After Europeans discovered tea in China, the British took tea plants to India in order to cultivate and develop an alternative source for the growing European appetite. India is now one of the World's largest tea producers and home to some delightful and unique teas.


Darjeeling is renowned throughout the Western world as the champagne of teas. Darjeeling is nestled below the Himalayas. Air is clean and water is crystal clear. All vital components in producing high quality tea.

The name Darjeeling originates from Tibet, meaning 'Land of the Thunder Bolt.' Due to it's altitude, Darjeeling appears to touch the touch the sky and during storms is illuminated by lightening and shaken by the rolling thunder.


India's most Easterly state is home to a distinct and robust tea. Assam is now India's largest tea producing region.

Historically, Assam was one of the earliest frontiers of the 'Gold' rush which saw Britain's first mass cultivation of tea outside of China. Assam and much of Burma was seized by the East India Company around 1826, the move was strategic to secure India's borders, to access the valuable jungles and to enable an increase opium production. Assam provided the British with another vital discovery, one which would eventually revolutionise tea cultivation in India. Though discovered earlier by brothers Robert and Charles Bruce, it was not till 1835 that Camellia Assamica was formally acknowledged as being tea, rather than just one of the many other flower Camellia's which had been found. It was not until 1837 that the first batches of Assam tea were shipped to Calcutta, though tea production was very slow to take off due to the unyielding jungles of the region. It was not until the 1860's that volumes grew, even then its production was marred by the unbelievable worker death rates and horrendous working conditions.

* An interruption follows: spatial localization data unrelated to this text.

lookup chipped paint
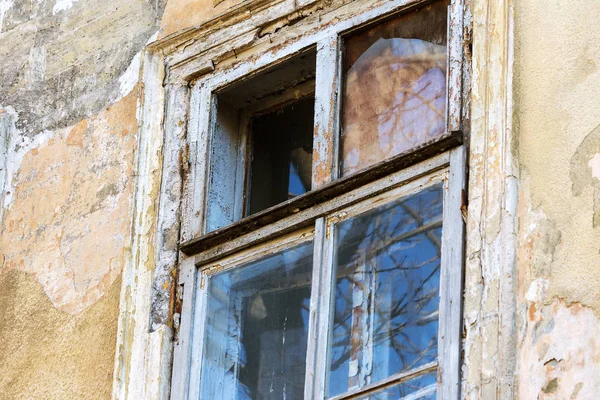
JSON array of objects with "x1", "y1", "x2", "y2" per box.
[
  {"x1": 53, "y1": 0, "x2": 79, "y2": 15},
  {"x1": 588, "y1": 153, "x2": 600, "y2": 180},
  {"x1": 1, "y1": 89, "x2": 139, "y2": 313},
  {"x1": 1, "y1": 108, "x2": 55, "y2": 210},
  {"x1": 519, "y1": 298, "x2": 600, "y2": 399},
  {"x1": 118, "y1": 52, "x2": 142, "y2": 101},
  {"x1": 513, "y1": 1, "x2": 600, "y2": 398},
  {"x1": 0, "y1": 0, "x2": 12, "y2": 33}
]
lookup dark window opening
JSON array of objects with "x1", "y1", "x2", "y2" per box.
[
  {"x1": 206, "y1": 49, "x2": 316, "y2": 232},
  {"x1": 248, "y1": 97, "x2": 314, "y2": 215}
]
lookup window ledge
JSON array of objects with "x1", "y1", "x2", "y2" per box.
[{"x1": 180, "y1": 132, "x2": 461, "y2": 256}]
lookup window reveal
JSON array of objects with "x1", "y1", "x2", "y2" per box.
[{"x1": 206, "y1": 50, "x2": 317, "y2": 232}]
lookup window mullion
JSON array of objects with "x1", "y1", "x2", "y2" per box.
[
  {"x1": 447, "y1": 0, "x2": 465, "y2": 135},
  {"x1": 305, "y1": 217, "x2": 336, "y2": 399},
  {"x1": 438, "y1": 145, "x2": 466, "y2": 399},
  {"x1": 312, "y1": 34, "x2": 341, "y2": 189}
]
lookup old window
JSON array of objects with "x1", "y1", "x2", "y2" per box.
[{"x1": 174, "y1": 0, "x2": 466, "y2": 399}]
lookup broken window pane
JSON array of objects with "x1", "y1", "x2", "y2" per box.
[
  {"x1": 327, "y1": 184, "x2": 443, "y2": 398},
  {"x1": 340, "y1": 1, "x2": 448, "y2": 176},
  {"x1": 249, "y1": 97, "x2": 314, "y2": 215},
  {"x1": 200, "y1": 242, "x2": 313, "y2": 400},
  {"x1": 353, "y1": 372, "x2": 437, "y2": 400}
]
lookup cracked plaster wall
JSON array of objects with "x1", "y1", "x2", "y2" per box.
[
  {"x1": 0, "y1": 0, "x2": 166, "y2": 398},
  {"x1": 514, "y1": 0, "x2": 600, "y2": 398},
  {"x1": 4, "y1": 0, "x2": 600, "y2": 398}
]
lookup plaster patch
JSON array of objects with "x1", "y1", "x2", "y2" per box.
[
  {"x1": 1, "y1": 105, "x2": 55, "y2": 210},
  {"x1": 1, "y1": 89, "x2": 139, "y2": 313},
  {"x1": 526, "y1": 278, "x2": 549, "y2": 303},
  {"x1": 588, "y1": 153, "x2": 600, "y2": 180},
  {"x1": 118, "y1": 51, "x2": 141, "y2": 100},
  {"x1": 52, "y1": 0, "x2": 79, "y2": 14}
]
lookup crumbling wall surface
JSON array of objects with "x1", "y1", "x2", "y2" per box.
[
  {"x1": 159, "y1": 0, "x2": 243, "y2": 38},
  {"x1": 0, "y1": 0, "x2": 165, "y2": 398},
  {"x1": 514, "y1": 0, "x2": 600, "y2": 397}
]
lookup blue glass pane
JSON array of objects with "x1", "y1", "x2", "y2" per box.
[
  {"x1": 328, "y1": 184, "x2": 443, "y2": 397},
  {"x1": 201, "y1": 242, "x2": 313, "y2": 400}
]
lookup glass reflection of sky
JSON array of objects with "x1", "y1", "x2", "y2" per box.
[
  {"x1": 201, "y1": 242, "x2": 313, "y2": 400},
  {"x1": 328, "y1": 184, "x2": 443, "y2": 398}
]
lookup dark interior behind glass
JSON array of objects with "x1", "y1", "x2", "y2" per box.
[{"x1": 248, "y1": 97, "x2": 314, "y2": 215}]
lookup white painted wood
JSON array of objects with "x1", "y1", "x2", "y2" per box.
[
  {"x1": 187, "y1": 264, "x2": 208, "y2": 400},
  {"x1": 181, "y1": 83, "x2": 212, "y2": 242},
  {"x1": 438, "y1": 146, "x2": 466, "y2": 400},
  {"x1": 304, "y1": 217, "x2": 336, "y2": 399},
  {"x1": 152, "y1": 83, "x2": 190, "y2": 330},
  {"x1": 328, "y1": 361, "x2": 438, "y2": 400},
  {"x1": 201, "y1": 227, "x2": 315, "y2": 272},
  {"x1": 112, "y1": 50, "x2": 170, "y2": 400},
  {"x1": 205, "y1": 98, "x2": 246, "y2": 231},
  {"x1": 166, "y1": 3, "x2": 472, "y2": 400},
  {"x1": 171, "y1": 257, "x2": 198, "y2": 400},
  {"x1": 447, "y1": 1, "x2": 464, "y2": 134},
  {"x1": 463, "y1": 0, "x2": 517, "y2": 397},
  {"x1": 194, "y1": 0, "x2": 431, "y2": 92},
  {"x1": 400, "y1": 383, "x2": 437, "y2": 400},
  {"x1": 312, "y1": 34, "x2": 341, "y2": 188}
]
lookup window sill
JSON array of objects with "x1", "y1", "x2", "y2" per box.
[{"x1": 180, "y1": 131, "x2": 461, "y2": 256}]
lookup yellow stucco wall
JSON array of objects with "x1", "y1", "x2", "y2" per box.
[
  {"x1": 514, "y1": 1, "x2": 600, "y2": 397},
  {"x1": 2, "y1": 0, "x2": 600, "y2": 398},
  {"x1": 0, "y1": 0, "x2": 164, "y2": 398}
]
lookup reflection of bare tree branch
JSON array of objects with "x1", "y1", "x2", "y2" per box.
[
  {"x1": 330, "y1": 187, "x2": 443, "y2": 389},
  {"x1": 399, "y1": 202, "x2": 441, "y2": 250},
  {"x1": 341, "y1": 39, "x2": 447, "y2": 176}
]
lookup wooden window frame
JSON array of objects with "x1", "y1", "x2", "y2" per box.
[{"x1": 171, "y1": 0, "x2": 467, "y2": 399}]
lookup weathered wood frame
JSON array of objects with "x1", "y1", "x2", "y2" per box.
[
  {"x1": 110, "y1": 0, "x2": 479, "y2": 399},
  {"x1": 171, "y1": 0, "x2": 467, "y2": 399},
  {"x1": 178, "y1": 149, "x2": 465, "y2": 399}
]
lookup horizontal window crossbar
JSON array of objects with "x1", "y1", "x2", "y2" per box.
[{"x1": 180, "y1": 134, "x2": 460, "y2": 255}]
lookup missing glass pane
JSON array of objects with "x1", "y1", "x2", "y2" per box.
[
  {"x1": 206, "y1": 50, "x2": 316, "y2": 232},
  {"x1": 327, "y1": 184, "x2": 443, "y2": 398},
  {"x1": 340, "y1": 1, "x2": 449, "y2": 176},
  {"x1": 201, "y1": 242, "x2": 314, "y2": 400}
]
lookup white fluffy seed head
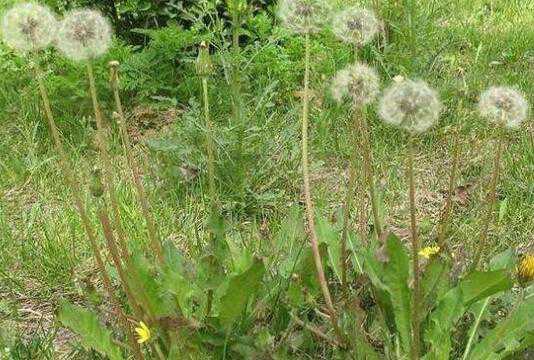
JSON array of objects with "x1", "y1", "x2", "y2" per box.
[
  {"x1": 332, "y1": 7, "x2": 379, "y2": 46},
  {"x1": 478, "y1": 86, "x2": 529, "y2": 129},
  {"x1": 331, "y1": 62, "x2": 380, "y2": 107},
  {"x1": 379, "y1": 79, "x2": 442, "y2": 134},
  {"x1": 1, "y1": 2, "x2": 57, "y2": 53},
  {"x1": 278, "y1": 0, "x2": 331, "y2": 34},
  {"x1": 56, "y1": 9, "x2": 112, "y2": 61}
]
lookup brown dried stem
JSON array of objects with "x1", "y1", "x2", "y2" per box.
[{"x1": 108, "y1": 61, "x2": 165, "y2": 264}]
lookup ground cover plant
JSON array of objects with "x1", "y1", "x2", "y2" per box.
[{"x1": 0, "y1": 0, "x2": 533, "y2": 359}]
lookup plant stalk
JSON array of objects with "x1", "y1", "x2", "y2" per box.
[
  {"x1": 437, "y1": 133, "x2": 460, "y2": 250},
  {"x1": 340, "y1": 107, "x2": 364, "y2": 288},
  {"x1": 231, "y1": 14, "x2": 246, "y2": 205},
  {"x1": 97, "y1": 206, "x2": 144, "y2": 318},
  {"x1": 461, "y1": 296, "x2": 490, "y2": 360},
  {"x1": 407, "y1": 135, "x2": 420, "y2": 360},
  {"x1": 471, "y1": 131, "x2": 505, "y2": 270},
  {"x1": 108, "y1": 62, "x2": 165, "y2": 264},
  {"x1": 33, "y1": 61, "x2": 142, "y2": 359},
  {"x1": 301, "y1": 33, "x2": 344, "y2": 345},
  {"x1": 360, "y1": 110, "x2": 382, "y2": 239},
  {"x1": 201, "y1": 75, "x2": 217, "y2": 212},
  {"x1": 86, "y1": 63, "x2": 132, "y2": 263}
]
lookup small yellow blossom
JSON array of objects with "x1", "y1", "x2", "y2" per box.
[
  {"x1": 419, "y1": 246, "x2": 440, "y2": 259},
  {"x1": 517, "y1": 253, "x2": 534, "y2": 285},
  {"x1": 135, "y1": 321, "x2": 151, "y2": 344}
]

For those interested in this part of tea's history we highly recommend Alan and Iris MacFarlane's great book 'The Empire of Tea'.


Also located in West Bengal, the tea gardens of Dooars have seen increased investment in recent years  and in turn improvements in quality and yields. The majority of Dooars tea production is focused upon CTC, or Cut Tear Curl.


Near the old summer retreat of the British Raj. Nilgiri is not only a beautiful area, it is also a producer of some fine, distinct and wonderful teas.